Approach
VLTNet coordinates four main modules to tackle the L-ZSON tasks:
Vision Language Model Understanding Module
Based on RGB observations,the VLM understanding Module will utilize pre-trained Visual-Grounding Models to detect objects seen in the current frame. Our VLNet Model applied GLIP to identify each object and draw out corresponding bounding boxes.
Semantic Mapping Module
The Semantic Mapping module reconstructs a 2D navigation map based on the depth input, and robot pose. Based on the semantic understanding of objects and rooms obtained by the VLM Understanding Module, the mapping module locates identified objects in the navigation map to generate a semantic navigation map.
Tree of Thoughts Exploration Module
Tree of Thoughts Exploration Modules incorporates Frontier-Based Exploration as the basis for navigation strategies. By analyzing current semantic information provided by the navigation map, VLTNet innovatively utilizes LLM such as GPT-3.5 to identify unexplored areas that are likely proximate to the target object. Noting the potential inaccuracies and multiple candidate frontiers inferred by the language model, we integrate the tree-of-thoughts mechanism. ToT employs a structured tree-based approach to decision-making, allowing for organized and systematic exploration, which enhances the model's ability to make informed choices in complex environments. Therefore, our method aids in refining and pinpointing the most promising frontier points, effectively bridging the vast insights of the language model with precision in frontier selection, thus enabling more informed and context-aware robotic exploration.
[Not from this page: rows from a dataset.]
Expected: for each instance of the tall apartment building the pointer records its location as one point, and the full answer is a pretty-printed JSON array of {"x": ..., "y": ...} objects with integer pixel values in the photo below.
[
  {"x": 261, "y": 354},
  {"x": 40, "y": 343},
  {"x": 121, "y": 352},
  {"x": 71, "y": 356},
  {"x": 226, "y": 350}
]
Goal identification Module
The Goal Identification module determines whether the current object navigated to matches the target object. Our definition of the target object extends beyond simple categories, like "alarm clock." It encompasses more intricate spatial or appearance-based descriptions such as: "Alarm clock on a dresser near a desk lamp, bed" or "Small, metallic alarm clock." Thus, a basic algorithm that merely checks if the current object is an "alarm clock" is insufficient. To make a more informed judgment about whether the scene's context aligns with the target's description, we employ GPT-3.5. By analyzing the textual descriptions of the target and the currently detected object, this model offers a profound semantic understanding. It takes into account context and semantic associations to accurately determine the congruence between them.
Trajectory visualization:
Here we give a visualized comparison between VLTNet and Exploration with Soft Common Sense (ESC) model on different benchmarks in PASTURE Dataset, as a comparison between Tree-of-Thoughts (ToT) Exploration and Probability Soft Logic (PSL) Exploration.
VLTNet
ESC
We can notice that ESC model tends to explore nearby frontiers first because ESC model employs PSL during commonsense reasoning, which prefers closer frontiers. For our VLTNet that employs ToT reasoning, since LLM models doesn't take frontier distances into consideration, VLTNet robots would sometimes explore further areas that it deemed to have high likelyhood of finding target objects.
ESC model was not designed for L-ZSON tasks and therefore overly complex prompts can disrupt its performance. Both ESC model and VLTNet succeeded in both Uncommon Object Goals and Object Goals with Appearance Attributes. However, in the Object Goal with Spatial Attributes, while ESC failed under the disruption of complex spatial description, our VLTNet model was able to successfully locate the target.